More About Government Home Loans
Loans backed by government entities such as VA and FHA are meant to assist low to middle-income families achieve their dream of buying a home. Let's take a more in-depth look at VA and FHA mortgages.
What is a VA loan?
The Veterans Administration guarantees VA loans. They offer highly competitive interest rates and there is little to no down payment required.
There are some great benefits to a VA loan if you qualify. You can typically purchase a home with less money out-of-pocket with the down payment being zero or very low. You will need to obtain your Certificate of Eligibility (COE) to get started.
Primary residences, second homes, and investment properties are eligible for an Interest Rate Reduction Refinance Loan (IRRRL). VA-guaranteed loans for second homes and investment properties are only eligible as IRRRL transactions. The borrower will need to certify that they previously occupied the property as their primary residence.
What is an FHA loan?
An FHA loan is issued by an approved lender and backed by the Federal Housing Administration (FHA). Since this is another type of government-backed loan, like a VA loan, there is typically a smaller down payment required. These mortgages are meant for low to middle-income families to assist in their home purchase.
There are lending limits for FHA home loans. For 2023, it is $726,200. In high-cost areas like California, New York, and Hawaii, that limit may be up to $1,089,300. The FHA has a map that shows the county lending limits. Also, credit score requirements are less strict than with conventional loans.

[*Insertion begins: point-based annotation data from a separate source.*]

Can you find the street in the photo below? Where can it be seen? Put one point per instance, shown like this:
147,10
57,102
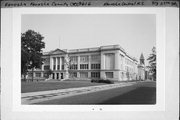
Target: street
140,93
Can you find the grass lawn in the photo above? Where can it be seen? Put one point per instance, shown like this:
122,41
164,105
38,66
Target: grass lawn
43,86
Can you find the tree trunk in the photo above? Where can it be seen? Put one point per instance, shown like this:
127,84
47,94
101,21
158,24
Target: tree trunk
32,74
24,76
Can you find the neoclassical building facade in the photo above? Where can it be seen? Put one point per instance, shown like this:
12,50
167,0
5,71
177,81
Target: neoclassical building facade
107,62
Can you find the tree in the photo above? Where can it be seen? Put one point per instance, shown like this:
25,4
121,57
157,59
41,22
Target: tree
152,63
31,51
48,72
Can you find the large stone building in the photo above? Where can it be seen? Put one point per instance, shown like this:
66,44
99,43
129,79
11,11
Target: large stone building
107,62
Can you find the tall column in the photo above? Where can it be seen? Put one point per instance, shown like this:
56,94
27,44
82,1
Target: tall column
60,63
102,73
102,61
56,63
117,65
89,62
78,62
42,67
51,63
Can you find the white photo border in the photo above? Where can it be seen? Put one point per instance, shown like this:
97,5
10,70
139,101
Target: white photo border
160,44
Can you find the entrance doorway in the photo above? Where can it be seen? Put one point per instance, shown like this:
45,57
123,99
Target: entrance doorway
57,75
61,75
53,75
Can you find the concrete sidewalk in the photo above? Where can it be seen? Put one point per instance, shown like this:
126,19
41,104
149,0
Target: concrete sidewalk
35,97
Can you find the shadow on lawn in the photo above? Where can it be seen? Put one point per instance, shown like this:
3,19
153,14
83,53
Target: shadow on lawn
142,95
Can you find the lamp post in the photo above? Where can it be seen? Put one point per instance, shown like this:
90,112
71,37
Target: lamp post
31,69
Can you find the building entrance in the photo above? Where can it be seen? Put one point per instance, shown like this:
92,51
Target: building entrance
61,75
53,75
57,75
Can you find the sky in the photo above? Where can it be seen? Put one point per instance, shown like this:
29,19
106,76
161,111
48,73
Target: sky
135,33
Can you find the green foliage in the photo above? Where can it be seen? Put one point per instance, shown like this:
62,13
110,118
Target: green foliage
48,72
152,62
31,50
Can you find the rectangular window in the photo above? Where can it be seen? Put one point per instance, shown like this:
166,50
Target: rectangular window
46,75
46,67
84,66
95,58
84,59
38,74
95,74
54,67
109,61
109,74
62,66
74,59
29,74
95,66
74,67
84,74
58,67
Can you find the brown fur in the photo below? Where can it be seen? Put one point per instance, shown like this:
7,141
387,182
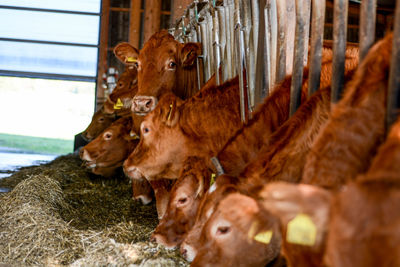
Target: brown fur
186,194
346,145
364,226
199,126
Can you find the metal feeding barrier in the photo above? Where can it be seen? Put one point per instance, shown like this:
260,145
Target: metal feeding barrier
262,41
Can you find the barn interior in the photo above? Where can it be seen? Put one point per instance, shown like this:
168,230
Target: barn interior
54,209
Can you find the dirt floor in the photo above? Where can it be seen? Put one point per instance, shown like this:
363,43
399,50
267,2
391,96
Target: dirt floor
59,214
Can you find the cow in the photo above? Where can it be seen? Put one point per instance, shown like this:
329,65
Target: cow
177,129
105,154
100,121
365,91
186,194
346,145
164,65
290,143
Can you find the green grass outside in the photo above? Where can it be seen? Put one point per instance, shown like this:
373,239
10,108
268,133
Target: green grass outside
37,144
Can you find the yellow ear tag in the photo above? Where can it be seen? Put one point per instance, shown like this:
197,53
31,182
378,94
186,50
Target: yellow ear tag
119,104
170,111
264,237
212,180
131,60
301,230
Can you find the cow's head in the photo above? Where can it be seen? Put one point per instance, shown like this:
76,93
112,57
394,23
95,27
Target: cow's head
100,121
110,148
184,201
237,234
223,186
304,205
161,68
162,148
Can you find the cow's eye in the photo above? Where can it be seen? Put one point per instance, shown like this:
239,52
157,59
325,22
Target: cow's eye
172,65
107,136
222,230
182,200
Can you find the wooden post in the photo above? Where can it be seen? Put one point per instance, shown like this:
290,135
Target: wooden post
102,62
178,7
152,18
134,23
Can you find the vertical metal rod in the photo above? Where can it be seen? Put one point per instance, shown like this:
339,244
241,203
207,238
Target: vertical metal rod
262,60
393,97
298,61
281,41
339,47
367,26
272,41
317,37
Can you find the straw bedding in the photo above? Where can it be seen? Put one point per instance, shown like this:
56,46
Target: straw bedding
58,214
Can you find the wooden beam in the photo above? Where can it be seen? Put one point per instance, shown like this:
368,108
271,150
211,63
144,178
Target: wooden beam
152,18
178,8
134,23
102,63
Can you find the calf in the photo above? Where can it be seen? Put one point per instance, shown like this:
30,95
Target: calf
287,202
283,159
185,198
105,154
178,129
164,65
346,145
100,121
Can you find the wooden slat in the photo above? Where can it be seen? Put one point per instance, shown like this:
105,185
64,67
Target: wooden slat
134,23
102,63
317,37
152,12
393,98
367,26
339,47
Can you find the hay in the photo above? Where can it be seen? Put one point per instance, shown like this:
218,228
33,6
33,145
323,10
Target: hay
58,214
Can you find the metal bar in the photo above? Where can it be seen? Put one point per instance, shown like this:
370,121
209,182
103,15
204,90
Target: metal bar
262,60
393,97
298,62
47,76
45,42
367,26
280,63
340,10
317,38
51,10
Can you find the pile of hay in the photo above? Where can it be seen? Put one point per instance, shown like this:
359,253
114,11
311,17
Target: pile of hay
58,214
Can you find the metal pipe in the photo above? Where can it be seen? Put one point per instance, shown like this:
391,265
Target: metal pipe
339,47
393,96
367,26
298,61
317,37
280,63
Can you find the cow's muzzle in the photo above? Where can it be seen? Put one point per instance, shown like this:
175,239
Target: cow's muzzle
141,105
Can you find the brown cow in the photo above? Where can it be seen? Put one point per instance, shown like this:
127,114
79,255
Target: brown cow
177,129
284,157
186,195
105,154
164,65
100,121
350,139
237,213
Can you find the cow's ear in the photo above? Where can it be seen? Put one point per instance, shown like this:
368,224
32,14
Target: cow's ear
190,51
287,201
126,53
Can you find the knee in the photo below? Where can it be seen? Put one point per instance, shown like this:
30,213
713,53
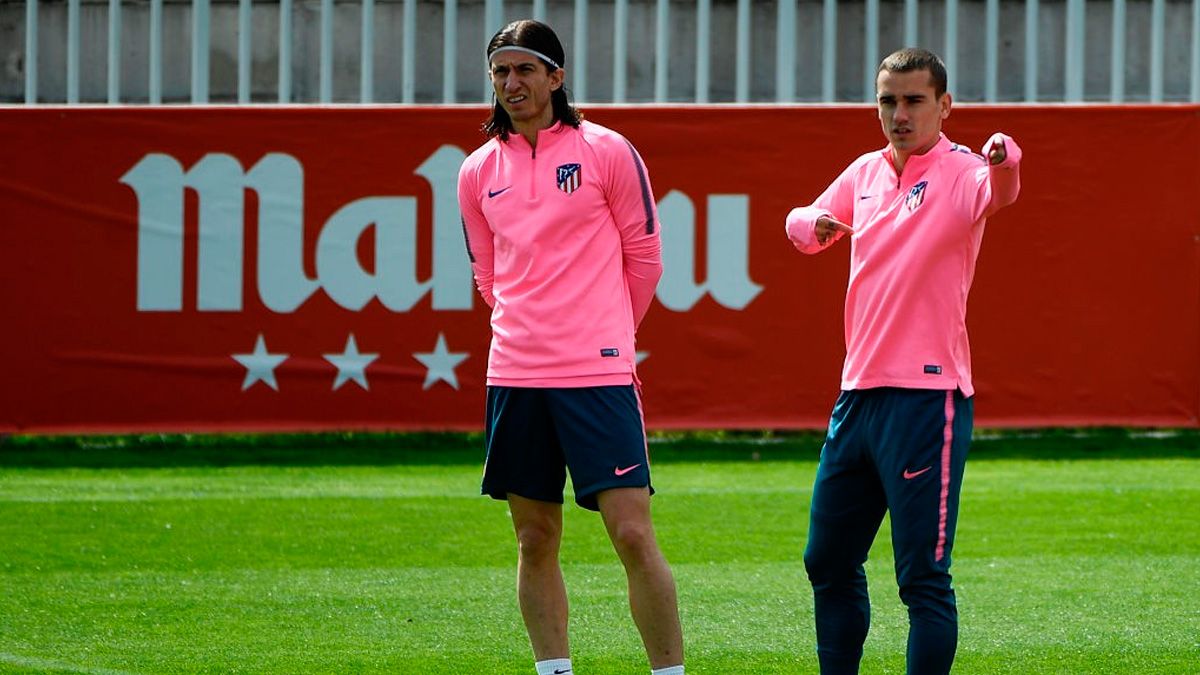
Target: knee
538,542
929,592
634,541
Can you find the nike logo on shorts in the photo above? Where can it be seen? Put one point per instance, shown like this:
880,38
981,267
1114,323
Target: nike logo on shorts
621,471
911,475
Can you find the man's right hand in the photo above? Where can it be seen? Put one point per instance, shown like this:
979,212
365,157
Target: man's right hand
828,227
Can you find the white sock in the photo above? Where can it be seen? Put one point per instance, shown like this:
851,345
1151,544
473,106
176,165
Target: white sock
553,667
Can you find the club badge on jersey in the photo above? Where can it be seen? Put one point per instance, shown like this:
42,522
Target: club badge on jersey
570,177
916,196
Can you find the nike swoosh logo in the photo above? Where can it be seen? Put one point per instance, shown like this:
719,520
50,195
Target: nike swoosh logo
911,475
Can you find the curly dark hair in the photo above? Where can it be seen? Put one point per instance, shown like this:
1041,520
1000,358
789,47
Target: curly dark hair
539,37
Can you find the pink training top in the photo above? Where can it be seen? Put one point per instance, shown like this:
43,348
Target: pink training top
912,258
564,245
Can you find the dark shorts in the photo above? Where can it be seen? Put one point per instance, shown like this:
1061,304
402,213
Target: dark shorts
535,435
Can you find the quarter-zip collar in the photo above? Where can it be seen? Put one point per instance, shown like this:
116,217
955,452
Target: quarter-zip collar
545,137
917,165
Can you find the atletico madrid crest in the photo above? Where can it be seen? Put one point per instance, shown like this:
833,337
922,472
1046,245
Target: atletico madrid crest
916,196
570,177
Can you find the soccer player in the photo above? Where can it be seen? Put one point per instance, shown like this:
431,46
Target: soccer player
563,238
898,437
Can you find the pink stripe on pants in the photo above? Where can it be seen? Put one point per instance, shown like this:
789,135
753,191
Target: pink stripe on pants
942,507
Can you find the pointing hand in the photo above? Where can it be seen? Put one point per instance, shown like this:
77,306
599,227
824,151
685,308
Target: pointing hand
828,227
999,153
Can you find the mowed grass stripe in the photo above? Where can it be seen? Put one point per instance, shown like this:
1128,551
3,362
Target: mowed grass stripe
1081,566
246,620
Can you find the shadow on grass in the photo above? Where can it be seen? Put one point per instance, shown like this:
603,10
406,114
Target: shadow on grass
454,448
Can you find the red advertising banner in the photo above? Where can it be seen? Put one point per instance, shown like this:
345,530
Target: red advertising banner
202,269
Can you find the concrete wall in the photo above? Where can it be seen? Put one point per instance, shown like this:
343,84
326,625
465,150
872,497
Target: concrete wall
969,63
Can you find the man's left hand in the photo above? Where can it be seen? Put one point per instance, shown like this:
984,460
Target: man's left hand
997,154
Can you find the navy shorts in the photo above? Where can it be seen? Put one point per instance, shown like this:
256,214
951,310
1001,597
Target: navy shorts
535,435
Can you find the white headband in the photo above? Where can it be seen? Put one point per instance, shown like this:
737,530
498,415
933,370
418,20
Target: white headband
525,49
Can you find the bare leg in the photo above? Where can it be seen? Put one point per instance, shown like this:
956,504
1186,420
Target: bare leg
652,592
540,590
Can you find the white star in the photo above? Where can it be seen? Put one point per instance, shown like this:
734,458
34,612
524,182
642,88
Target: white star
441,363
259,365
351,364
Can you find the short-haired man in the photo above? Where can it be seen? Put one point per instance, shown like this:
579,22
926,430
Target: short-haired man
898,437
564,244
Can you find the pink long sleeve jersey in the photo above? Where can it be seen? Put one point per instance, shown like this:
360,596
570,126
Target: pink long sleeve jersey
912,255
564,245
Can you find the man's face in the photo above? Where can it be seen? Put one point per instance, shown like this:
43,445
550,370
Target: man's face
911,113
523,84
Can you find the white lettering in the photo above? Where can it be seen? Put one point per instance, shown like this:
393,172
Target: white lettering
220,183
729,255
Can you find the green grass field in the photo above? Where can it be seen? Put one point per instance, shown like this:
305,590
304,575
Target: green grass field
1077,554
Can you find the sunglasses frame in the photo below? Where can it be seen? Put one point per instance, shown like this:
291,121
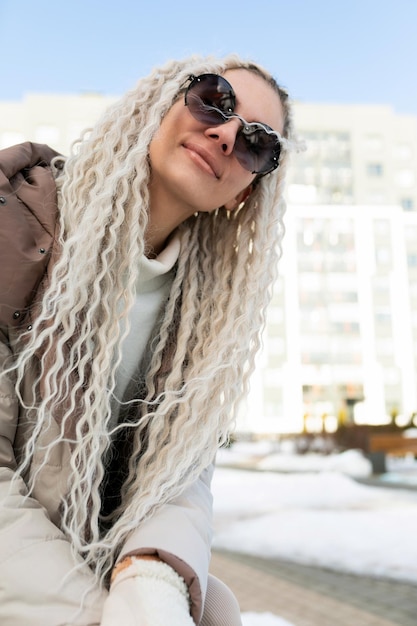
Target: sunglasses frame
221,116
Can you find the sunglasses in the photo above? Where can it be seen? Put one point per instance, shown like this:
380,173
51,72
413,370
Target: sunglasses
211,100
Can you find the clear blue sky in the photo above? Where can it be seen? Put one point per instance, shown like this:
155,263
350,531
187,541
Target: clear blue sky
355,51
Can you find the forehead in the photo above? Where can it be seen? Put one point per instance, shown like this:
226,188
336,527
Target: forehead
256,100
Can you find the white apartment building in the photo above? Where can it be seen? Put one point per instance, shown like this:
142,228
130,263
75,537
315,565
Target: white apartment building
341,337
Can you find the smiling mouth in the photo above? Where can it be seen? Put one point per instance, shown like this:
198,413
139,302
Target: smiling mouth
202,159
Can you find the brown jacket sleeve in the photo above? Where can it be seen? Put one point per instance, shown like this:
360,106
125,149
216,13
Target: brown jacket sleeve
28,212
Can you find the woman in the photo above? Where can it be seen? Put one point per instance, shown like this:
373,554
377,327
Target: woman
122,375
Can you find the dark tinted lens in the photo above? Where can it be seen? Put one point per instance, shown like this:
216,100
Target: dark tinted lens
210,90
256,150
203,111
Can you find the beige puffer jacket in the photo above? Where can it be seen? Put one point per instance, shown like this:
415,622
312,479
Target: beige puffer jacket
38,584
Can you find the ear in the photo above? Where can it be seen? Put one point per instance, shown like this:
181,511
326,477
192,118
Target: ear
241,197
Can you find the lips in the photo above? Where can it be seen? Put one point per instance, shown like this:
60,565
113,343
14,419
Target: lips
205,156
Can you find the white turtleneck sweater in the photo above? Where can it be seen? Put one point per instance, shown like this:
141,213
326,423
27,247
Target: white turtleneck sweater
152,290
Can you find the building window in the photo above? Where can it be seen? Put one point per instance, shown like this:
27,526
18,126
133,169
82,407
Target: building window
375,170
405,178
407,204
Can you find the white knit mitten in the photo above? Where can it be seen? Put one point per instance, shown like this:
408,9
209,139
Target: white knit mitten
147,593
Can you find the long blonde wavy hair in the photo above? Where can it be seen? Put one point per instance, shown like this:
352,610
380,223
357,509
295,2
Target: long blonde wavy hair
203,353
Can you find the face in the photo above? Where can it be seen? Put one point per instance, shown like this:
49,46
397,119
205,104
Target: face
193,165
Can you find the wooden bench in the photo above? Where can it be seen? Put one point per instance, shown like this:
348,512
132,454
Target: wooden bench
392,443
395,443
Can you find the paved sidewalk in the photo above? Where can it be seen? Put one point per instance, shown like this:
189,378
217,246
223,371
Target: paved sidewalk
309,596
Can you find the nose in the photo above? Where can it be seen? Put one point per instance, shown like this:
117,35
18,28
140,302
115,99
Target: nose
225,134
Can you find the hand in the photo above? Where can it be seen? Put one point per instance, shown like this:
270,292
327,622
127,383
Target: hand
147,593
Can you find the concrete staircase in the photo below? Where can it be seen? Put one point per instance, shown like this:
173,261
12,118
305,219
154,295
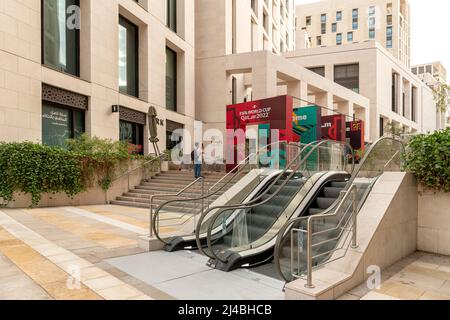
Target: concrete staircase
171,182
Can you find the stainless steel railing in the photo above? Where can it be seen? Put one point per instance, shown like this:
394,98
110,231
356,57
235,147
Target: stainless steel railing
347,223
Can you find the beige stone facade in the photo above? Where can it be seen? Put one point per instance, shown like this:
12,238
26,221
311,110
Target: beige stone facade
22,74
373,18
410,107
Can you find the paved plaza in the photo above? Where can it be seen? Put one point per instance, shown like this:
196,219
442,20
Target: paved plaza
43,250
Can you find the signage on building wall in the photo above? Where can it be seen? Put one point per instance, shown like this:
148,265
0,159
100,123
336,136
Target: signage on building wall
275,112
334,127
306,124
355,134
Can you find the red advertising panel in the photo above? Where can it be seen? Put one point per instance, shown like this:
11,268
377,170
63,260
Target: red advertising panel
276,112
355,135
334,127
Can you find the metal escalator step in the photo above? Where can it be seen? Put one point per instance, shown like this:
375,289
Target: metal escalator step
260,220
332,192
268,209
279,198
339,184
325,203
314,211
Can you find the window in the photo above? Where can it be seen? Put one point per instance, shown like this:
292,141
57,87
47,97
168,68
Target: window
339,38
128,57
319,41
171,15
333,27
132,133
394,92
389,20
308,20
355,19
60,45
347,76
171,80
350,36
319,70
60,123
413,103
389,37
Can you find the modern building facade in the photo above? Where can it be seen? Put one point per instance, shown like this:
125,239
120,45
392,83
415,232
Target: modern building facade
431,73
96,67
397,97
334,22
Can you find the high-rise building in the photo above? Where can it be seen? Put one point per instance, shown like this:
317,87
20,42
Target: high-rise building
335,22
431,73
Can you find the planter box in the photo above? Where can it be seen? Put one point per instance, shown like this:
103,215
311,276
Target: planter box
93,196
434,222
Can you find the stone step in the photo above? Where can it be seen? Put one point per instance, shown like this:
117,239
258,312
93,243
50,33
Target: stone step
191,193
156,200
184,204
147,206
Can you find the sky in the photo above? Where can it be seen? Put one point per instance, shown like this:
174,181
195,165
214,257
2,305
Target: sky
430,28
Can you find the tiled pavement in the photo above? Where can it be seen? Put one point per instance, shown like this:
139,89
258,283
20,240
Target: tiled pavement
421,276
43,250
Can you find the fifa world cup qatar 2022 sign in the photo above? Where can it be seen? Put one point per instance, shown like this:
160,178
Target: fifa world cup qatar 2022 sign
275,113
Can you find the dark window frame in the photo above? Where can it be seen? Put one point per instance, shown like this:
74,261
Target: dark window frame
65,107
136,57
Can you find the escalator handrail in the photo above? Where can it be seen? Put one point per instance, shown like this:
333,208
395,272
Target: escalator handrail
283,231
240,167
251,204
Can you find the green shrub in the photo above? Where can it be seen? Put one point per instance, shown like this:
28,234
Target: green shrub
99,158
428,157
36,169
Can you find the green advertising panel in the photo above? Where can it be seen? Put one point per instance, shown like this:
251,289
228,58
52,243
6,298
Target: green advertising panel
307,127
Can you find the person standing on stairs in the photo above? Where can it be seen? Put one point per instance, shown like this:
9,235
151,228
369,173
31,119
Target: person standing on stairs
198,160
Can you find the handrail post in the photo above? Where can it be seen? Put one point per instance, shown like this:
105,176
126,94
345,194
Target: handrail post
151,216
355,220
309,284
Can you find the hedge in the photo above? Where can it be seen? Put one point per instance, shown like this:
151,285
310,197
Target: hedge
428,157
36,169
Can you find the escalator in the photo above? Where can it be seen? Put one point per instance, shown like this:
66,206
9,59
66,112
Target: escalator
328,234
253,178
245,235
247,240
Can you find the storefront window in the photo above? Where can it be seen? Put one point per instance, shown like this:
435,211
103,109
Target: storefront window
132,133
60,123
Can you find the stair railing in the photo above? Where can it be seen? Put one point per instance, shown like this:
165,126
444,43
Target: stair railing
173,195
128,173
234,173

What is a fixed-rate mortgage?
With a fixed-rate mortgage, the interest rate stays the same over the loan's life (or term). Let's say you have a 30-year fixed loan. That means your interest rate is locked in and will not change for the full 30-year period.
Fixed-rate mortgages are best suited for someone who likes security. With a fixed rate, their interest rate can never increase. If mortgage rates are historically low — as they are in 2020 — then a fixed-rate mortgage is a smart financial decision.
What is an adjustable-rate mortgage?
An adjustable-rate mortgage (ARM) is also called a variable rate. Unlike a fixed rate, the interest rate changes after the introductory period of 3-10 years.
ARMs can be appealing to borrowers when the introductory rate is lower than the current fixed rates. That's especially the case with jumbo loans. But when overall rates are extremely low, ARM rates may be higher. It depends on the market.
Consider Terms for Mortgages
The term (length) of your mortgage loan is how long you will have to pay it off. The most common terms for fixed-rate loans are 15-, 20-, and 30-years. The term for ARMs is typically 30 years with the initial term before rate adjustment being either 3-, 5-, 7-, or 10-years.